Now I’m in a different time of life. I’ve written before about the empty nest, about growing into it, accepting, coming to celebrate it. The emotional ties with our kids are strong. The effort to be connected still takes time and thought, energy and commitment. I still spend money on our kids. Of course I do. They didn’t exit my life when they went off to college, or joined the army, or got married, or began to earn enough that they didn’t need regular rescue checks. But the hands on tasks are largely done. And that has left room in my days for self-discovery, for quietness, for thought. It’s amazing how much time you need to think and absorb.
I don’t know how I stack up against others. Maybe I am slow. Or maybe some of the writing that I read online that speaks of a self-knowledge gained at an earlier time in life is possible because the women writing have taken different paths than I did. Maybe they found themselves first, and will add family later, if at all. And I’m not saying that personal epiphanies and family are mutually exclusive. I had moments of enlightenment even when up to my armpits in the lives of my kids. I learned to do many things because of them, and through them. But it’s easier to get to know myself without the noise of a full house.

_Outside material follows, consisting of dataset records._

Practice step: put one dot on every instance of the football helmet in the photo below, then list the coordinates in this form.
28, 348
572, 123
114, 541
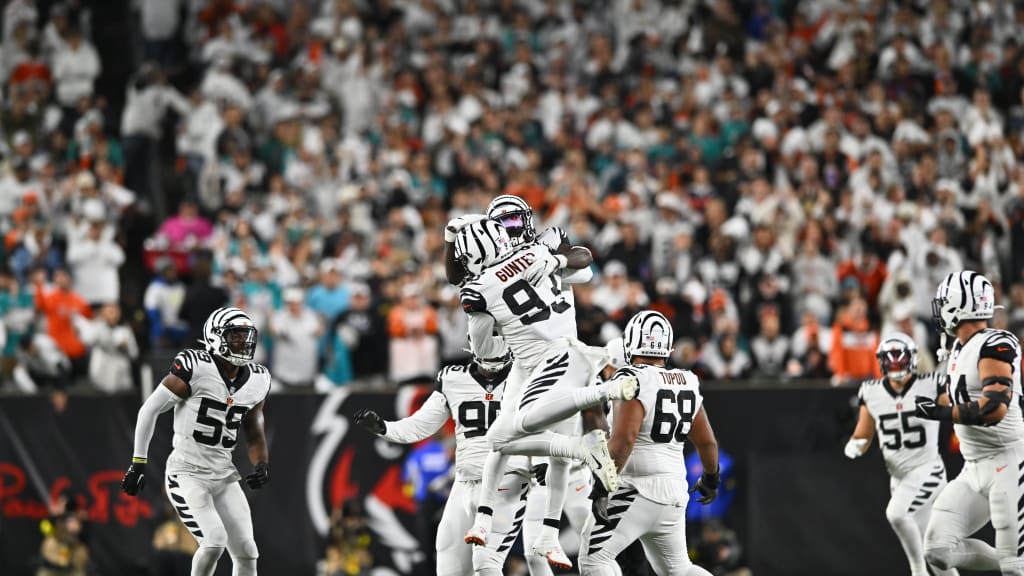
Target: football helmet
229, 334
897, 356
515, 215
647, 333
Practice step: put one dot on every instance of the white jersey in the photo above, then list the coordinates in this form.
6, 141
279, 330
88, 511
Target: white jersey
206, 424
906, 441
473, 401
671, 400
964, 384
528, 317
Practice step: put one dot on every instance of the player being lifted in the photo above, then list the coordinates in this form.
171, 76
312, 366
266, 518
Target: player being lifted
981, 396
471, 394
647, 438
213, 393
909, 445
539, 326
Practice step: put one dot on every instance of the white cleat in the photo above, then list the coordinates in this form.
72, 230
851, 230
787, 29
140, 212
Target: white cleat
553, 551
599, 459
476, 535
623, 388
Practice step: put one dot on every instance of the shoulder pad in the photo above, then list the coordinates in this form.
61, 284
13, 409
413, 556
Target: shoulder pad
1000, 345
472, 300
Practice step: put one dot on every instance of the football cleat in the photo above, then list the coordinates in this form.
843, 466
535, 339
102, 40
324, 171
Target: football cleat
595, 444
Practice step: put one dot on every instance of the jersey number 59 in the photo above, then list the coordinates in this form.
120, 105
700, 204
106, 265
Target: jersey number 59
208, 416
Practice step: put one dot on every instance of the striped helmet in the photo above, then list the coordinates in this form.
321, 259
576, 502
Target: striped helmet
517, 217
481, 244
647, 333
897, 356
961, 296
229, 333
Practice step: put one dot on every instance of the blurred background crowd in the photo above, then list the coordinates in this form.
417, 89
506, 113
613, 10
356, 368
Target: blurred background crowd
784, 179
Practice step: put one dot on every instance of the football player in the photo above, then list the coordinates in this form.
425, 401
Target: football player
471, 394
909, 445
214, 392
539, 325
647, 438
981, 395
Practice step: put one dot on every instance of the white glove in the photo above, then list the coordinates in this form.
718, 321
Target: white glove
545, 266
459, 222
855, 448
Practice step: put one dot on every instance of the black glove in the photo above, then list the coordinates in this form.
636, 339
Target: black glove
928, 409
599, 503
540, 472
371, 420
134, 479
258, 478
708, 487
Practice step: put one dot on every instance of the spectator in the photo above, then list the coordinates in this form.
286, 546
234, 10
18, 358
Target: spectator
413, 327
187, 229
94, 260
60, 305
296, 332
162, 302
853, 344
113, 350
331, 296
76, 66
360, 340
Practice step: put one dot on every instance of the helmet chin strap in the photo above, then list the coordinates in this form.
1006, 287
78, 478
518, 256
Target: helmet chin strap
942, 354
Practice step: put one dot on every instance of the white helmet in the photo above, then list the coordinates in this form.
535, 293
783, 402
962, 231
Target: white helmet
647, 333
615, 352
481, 244
897, 356
229, 333
515, 215
962, 296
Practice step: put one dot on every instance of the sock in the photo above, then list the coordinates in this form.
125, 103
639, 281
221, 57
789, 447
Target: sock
205, 560
557, 405
558, 484
494, 468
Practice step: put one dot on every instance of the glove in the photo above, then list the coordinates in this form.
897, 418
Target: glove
928, 409
540, 472
599, 501
459, 222
708, 487
258, 478
855, 448
544, 268
134, 479
371, 420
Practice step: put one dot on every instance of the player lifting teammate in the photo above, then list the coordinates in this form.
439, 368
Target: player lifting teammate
909, 445
213, 392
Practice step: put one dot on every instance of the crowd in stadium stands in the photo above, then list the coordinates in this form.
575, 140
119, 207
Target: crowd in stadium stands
785, 180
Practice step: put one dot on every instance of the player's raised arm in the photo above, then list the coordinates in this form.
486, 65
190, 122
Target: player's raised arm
863, 433
170, 392
259, 454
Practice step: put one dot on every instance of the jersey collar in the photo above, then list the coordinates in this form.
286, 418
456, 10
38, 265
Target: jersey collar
492, 382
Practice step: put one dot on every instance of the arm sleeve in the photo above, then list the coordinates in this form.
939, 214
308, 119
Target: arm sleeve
582, 276
423, 423
159, 402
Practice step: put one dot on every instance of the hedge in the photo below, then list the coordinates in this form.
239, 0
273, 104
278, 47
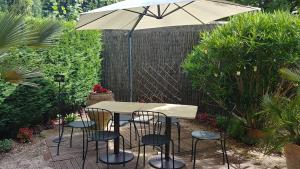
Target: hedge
76, 54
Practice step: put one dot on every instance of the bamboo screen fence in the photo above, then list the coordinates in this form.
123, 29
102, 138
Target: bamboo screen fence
157, 58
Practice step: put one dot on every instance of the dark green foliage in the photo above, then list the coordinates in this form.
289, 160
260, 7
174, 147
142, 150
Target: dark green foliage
70, 9
75, 55
238, 62
5, 145
234, 127
271, 6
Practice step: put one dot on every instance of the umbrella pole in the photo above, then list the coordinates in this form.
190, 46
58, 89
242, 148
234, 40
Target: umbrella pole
130, 65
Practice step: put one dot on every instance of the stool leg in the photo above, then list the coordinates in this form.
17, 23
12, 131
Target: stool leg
137, 160
178, 128
195, 150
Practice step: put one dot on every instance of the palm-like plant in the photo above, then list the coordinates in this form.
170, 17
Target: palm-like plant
283, 115
14, 32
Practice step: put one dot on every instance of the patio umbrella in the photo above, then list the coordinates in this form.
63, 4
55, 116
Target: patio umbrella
145, 14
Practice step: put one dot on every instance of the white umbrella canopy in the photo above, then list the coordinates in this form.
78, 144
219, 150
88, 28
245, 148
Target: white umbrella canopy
145, 14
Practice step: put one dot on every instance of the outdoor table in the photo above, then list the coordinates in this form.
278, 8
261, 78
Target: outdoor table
170, 110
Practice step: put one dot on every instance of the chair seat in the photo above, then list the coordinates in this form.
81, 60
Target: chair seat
173, 120
206, 135
124, 119
80, 124
155, 140
141, 119
103, 135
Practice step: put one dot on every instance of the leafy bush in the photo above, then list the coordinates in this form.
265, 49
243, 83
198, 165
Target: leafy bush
238, 62
233, 127
76, 55
5, 145
282, 112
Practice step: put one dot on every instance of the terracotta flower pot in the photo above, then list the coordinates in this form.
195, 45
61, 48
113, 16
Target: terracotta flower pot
292, 155
255, 133
94, 98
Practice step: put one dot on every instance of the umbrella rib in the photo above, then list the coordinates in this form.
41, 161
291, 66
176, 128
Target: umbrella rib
151, 12
189, 13
96, 19
177, 9
230, 3
139, 19
128, 10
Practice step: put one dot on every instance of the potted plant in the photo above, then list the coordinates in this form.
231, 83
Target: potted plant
283, 127
99, 94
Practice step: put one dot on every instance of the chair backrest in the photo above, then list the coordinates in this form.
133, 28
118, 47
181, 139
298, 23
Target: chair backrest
147, 123
101, 118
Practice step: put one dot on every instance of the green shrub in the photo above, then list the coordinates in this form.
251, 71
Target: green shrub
75, 55
5, 145
234, 127
238, 62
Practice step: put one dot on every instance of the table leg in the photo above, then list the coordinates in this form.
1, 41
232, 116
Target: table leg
168, 133
117, 129
117, 157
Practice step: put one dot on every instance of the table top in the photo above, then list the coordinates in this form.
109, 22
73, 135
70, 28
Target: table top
171, 110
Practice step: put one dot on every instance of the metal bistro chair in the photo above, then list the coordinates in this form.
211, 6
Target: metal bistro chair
175, 122
151, 133
208, 135
101, 131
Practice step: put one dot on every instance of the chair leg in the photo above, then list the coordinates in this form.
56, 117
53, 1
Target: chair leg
194, 155
161, 156
178, 128
60, 135
223, 153
173, 152
107, 154
123, 150
83, 143
71, 137
144, 162
97, 153
130, 144
137, 160
226, 157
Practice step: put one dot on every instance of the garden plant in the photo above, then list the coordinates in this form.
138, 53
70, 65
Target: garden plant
281, 109
238, 62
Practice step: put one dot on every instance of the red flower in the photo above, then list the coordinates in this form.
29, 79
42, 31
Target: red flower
99, 89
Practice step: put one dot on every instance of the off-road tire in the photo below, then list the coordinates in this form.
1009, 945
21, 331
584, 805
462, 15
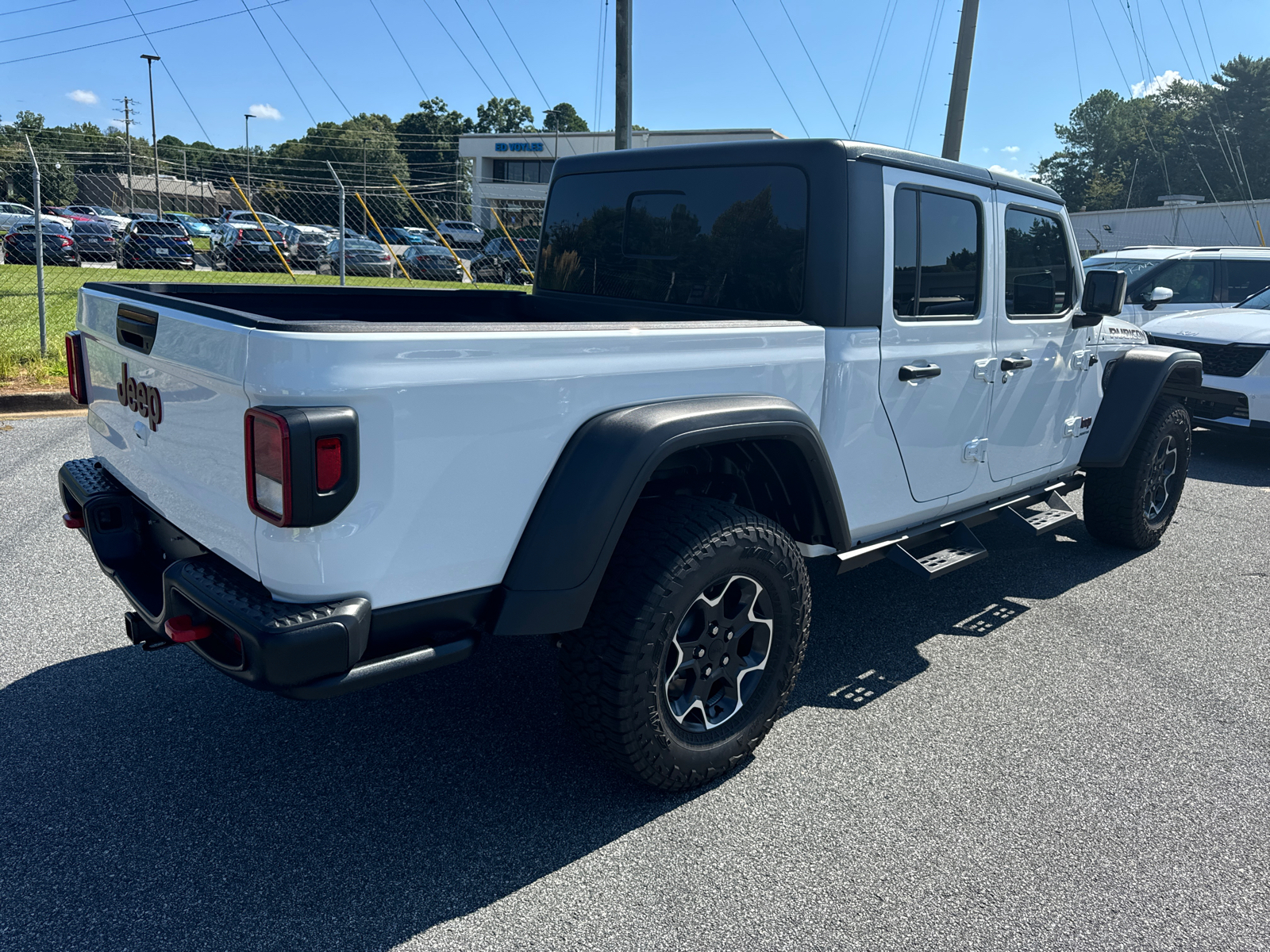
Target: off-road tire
1117, 505
614, 670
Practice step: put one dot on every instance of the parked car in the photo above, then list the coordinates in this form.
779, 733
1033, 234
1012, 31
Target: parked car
192, 224
501, 263
239, 247
105, 213
1170, 279
95, 241
249, 217
156, 244
403, 236
19, 244
810, 378
431, 263
1233, 343
463, 232
12, 213
308, 245
368, 259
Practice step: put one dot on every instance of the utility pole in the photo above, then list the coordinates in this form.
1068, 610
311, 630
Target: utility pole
154, 133
364, 184
127, 141
960, 80
247, 139
622, 86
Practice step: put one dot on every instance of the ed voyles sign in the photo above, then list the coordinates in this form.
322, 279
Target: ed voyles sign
139, 397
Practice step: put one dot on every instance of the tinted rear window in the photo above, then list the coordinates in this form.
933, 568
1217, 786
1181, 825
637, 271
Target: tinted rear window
160, 228
708, 238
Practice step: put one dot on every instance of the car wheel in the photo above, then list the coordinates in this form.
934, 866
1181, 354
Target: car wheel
1132, 505
692, 644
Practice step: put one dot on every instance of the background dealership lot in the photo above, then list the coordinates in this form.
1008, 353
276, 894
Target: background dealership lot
1064, 747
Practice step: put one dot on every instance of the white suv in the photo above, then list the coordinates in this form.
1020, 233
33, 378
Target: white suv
1170, 279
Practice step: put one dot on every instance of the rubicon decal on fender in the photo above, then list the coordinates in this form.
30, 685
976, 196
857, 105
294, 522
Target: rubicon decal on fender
139, 397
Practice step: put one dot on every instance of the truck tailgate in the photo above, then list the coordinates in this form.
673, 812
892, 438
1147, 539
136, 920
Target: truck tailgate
186, 457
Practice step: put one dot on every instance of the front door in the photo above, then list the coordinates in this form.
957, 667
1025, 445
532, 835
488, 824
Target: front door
937, 334
1035, 374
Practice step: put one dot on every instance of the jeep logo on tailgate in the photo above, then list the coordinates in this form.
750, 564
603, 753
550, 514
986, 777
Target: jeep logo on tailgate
139, 397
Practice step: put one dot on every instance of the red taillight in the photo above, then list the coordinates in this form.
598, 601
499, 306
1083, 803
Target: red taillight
76, 372
330, 463
268, 466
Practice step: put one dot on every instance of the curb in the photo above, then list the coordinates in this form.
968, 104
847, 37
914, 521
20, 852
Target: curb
37, 403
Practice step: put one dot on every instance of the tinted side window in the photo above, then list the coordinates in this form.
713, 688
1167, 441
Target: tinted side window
1244, 278
939, 264
729, 238
1191, 282
1038, 267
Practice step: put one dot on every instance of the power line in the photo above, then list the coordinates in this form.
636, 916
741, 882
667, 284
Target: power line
1071, 23
143, 35
497, 67
937, 19
772, 70
279, 16
459, 48
813, 67
399, 48
275, 55
548, 102
888, 17
162, 63
95, 23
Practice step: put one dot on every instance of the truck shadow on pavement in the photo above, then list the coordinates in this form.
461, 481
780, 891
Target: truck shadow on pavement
148, 803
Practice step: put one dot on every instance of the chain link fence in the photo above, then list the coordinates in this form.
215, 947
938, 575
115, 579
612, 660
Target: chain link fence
222, 221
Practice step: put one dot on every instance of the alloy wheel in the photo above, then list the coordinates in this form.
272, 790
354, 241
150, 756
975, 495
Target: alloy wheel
717, 658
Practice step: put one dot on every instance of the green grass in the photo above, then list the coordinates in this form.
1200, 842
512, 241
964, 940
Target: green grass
19, 314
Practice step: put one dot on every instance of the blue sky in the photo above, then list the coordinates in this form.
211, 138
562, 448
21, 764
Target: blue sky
696, 65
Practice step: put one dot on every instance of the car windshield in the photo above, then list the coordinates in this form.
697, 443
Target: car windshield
1130, 267
1260, 300
159, 228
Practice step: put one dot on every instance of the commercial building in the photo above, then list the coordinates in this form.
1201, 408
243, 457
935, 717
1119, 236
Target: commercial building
511, 171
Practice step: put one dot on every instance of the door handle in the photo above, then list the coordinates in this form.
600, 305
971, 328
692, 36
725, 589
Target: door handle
910, 372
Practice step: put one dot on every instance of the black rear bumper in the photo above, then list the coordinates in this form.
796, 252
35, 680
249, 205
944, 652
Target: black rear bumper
298, 651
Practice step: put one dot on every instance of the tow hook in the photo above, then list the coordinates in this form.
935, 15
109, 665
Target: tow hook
139, 634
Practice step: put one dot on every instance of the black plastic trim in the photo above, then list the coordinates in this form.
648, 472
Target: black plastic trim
575, 527
1132, 386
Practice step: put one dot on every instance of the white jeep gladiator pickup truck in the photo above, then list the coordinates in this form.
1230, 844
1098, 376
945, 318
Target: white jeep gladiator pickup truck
734, 359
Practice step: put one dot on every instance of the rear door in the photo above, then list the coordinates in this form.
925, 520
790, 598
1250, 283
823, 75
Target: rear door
937, 336
1035, 374
165, 413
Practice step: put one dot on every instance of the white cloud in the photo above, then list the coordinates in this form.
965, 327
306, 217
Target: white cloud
264, 112
1160, 84
1003, 171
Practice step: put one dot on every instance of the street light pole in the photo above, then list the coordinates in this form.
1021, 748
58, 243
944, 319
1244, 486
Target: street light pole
364, 184
247, 139
154, 133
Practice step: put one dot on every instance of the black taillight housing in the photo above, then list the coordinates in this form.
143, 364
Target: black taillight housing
302, 463
76, 371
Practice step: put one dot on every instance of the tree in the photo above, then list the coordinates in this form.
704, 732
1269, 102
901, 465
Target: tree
505, 116
568, 118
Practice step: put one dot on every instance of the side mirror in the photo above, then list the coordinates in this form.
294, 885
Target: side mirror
1157, 296
1103, 298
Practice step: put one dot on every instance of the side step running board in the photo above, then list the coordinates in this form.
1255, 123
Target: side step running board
963, 547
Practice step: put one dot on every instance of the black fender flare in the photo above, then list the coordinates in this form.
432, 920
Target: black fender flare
572, 532
1132, 386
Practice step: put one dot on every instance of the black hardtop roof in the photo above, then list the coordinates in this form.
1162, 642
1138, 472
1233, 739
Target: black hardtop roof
795, 152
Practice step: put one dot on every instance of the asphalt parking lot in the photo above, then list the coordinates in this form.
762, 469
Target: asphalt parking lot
1062, 747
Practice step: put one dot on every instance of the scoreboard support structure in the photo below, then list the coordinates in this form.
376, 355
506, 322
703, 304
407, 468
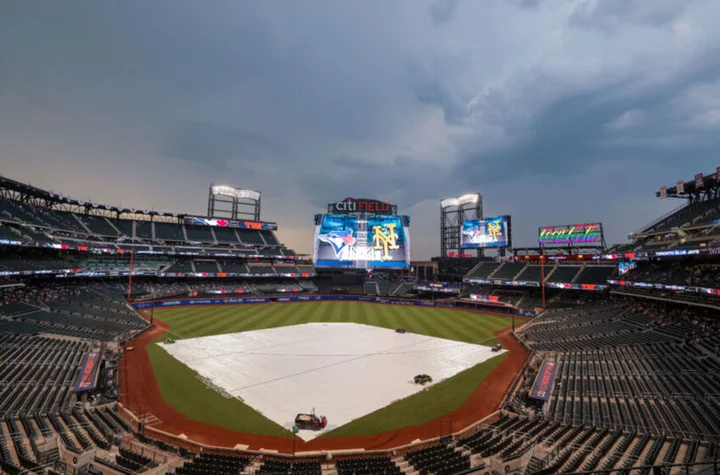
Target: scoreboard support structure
453, 212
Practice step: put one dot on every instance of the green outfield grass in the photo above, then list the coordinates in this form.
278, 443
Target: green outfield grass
181, 388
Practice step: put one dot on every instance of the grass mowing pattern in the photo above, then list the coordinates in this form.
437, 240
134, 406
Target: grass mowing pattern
181, 388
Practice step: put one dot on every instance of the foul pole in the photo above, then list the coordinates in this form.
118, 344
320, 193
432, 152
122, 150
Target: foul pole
132, 261
542, 279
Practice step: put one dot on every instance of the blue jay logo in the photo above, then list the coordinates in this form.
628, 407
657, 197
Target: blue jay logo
472, 233
339, 240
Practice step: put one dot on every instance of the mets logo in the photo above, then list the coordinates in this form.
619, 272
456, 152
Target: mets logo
339, 240
472, 233
385, 241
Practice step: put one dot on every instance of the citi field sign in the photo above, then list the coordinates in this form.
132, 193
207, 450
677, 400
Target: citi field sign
360, 205
572, 234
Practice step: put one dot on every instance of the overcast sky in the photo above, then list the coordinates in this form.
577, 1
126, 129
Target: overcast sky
557, 111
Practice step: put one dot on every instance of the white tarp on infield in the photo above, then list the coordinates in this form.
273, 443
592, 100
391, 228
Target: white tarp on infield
343, 370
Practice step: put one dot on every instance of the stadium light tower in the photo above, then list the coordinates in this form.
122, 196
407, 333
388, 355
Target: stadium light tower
453, 211
233, 203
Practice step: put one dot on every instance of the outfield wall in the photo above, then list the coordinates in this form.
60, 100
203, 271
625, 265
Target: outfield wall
331, 298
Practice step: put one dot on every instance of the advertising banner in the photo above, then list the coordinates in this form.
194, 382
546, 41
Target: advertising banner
493, 231
224, 223
585, 234
361, 205
544, 380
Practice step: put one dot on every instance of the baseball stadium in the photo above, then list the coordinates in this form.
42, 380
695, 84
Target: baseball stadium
140, 341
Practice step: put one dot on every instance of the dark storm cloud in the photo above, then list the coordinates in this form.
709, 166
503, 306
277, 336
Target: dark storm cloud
218, 145
575, 132
442, 11
610, 14
409, 102
525, 3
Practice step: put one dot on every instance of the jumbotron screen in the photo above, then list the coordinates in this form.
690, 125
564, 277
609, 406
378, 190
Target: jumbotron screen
369, 242
488, 232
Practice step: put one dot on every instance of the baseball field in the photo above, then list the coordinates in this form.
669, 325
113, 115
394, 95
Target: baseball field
181, 388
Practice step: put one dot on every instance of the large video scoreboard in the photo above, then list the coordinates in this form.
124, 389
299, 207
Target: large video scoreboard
362, 234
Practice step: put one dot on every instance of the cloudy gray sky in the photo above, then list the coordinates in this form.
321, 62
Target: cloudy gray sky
557, 111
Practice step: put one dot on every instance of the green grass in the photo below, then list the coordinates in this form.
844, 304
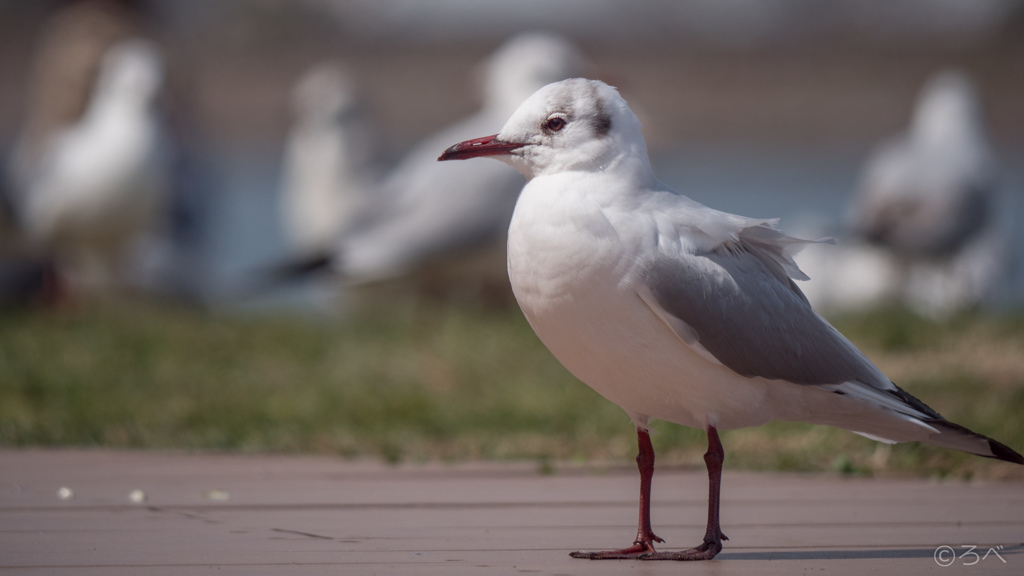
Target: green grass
444, 383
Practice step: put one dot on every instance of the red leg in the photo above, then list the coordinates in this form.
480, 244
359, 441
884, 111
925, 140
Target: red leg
644, 543
713, 537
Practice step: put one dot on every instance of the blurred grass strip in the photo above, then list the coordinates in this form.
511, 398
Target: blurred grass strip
445, 383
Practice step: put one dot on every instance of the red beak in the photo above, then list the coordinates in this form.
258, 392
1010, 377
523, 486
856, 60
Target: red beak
487, 146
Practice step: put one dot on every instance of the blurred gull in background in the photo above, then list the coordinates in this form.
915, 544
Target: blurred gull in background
328, 159
93, 187
929, 228
441, 228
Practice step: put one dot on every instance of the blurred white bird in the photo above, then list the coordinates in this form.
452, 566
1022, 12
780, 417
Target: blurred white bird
329, 157
929, 199
101, 182
439, 228
672, 310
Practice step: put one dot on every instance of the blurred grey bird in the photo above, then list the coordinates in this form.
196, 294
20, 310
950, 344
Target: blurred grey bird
929, 198
97, 184
328, 164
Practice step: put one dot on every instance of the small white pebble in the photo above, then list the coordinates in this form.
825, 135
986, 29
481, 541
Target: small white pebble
218, 495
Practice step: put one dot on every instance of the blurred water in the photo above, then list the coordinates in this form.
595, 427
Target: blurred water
807, 189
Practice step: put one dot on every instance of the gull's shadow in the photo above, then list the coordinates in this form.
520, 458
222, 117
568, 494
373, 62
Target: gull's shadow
862, 554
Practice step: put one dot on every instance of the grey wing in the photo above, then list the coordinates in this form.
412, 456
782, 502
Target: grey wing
753, 320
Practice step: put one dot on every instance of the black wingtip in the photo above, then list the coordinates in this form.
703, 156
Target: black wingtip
1004, 452
287, 273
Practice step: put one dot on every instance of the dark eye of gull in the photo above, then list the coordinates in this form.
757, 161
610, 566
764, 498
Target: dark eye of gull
555, 124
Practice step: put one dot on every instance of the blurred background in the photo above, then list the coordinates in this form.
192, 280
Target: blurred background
769, 109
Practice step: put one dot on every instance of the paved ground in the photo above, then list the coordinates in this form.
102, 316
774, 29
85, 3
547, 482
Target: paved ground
285, 515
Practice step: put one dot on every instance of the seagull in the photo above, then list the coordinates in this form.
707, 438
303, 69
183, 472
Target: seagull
672, 310
445, 224
929, 199
328, 158
102, 181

So I’m working on it. Some parts of me I’m well acquainted with, but there are nooks and crannies that I’ve hardly looked into. I’m exploring, both to see what I’ve neglected or forgotten about myself, and to learn what I can contribute to the rest of the world. Because really, the point is not to do all this growing just for my benefit. Isn’t the goal to integrate, to give, to share, to take part in the lives of others? Yes, that’s the goal. And to do that, I have to know what I bring. I’m late (those who know me will hardly find that surprising…one of my faults…I’m chronically late). But I had a great reason for my slow start, and I don’t regret it. I was investing up front. Now it’s time to catch up, and I’m ready to do that.
Where are you? Did you begin early, or late, to know yourself?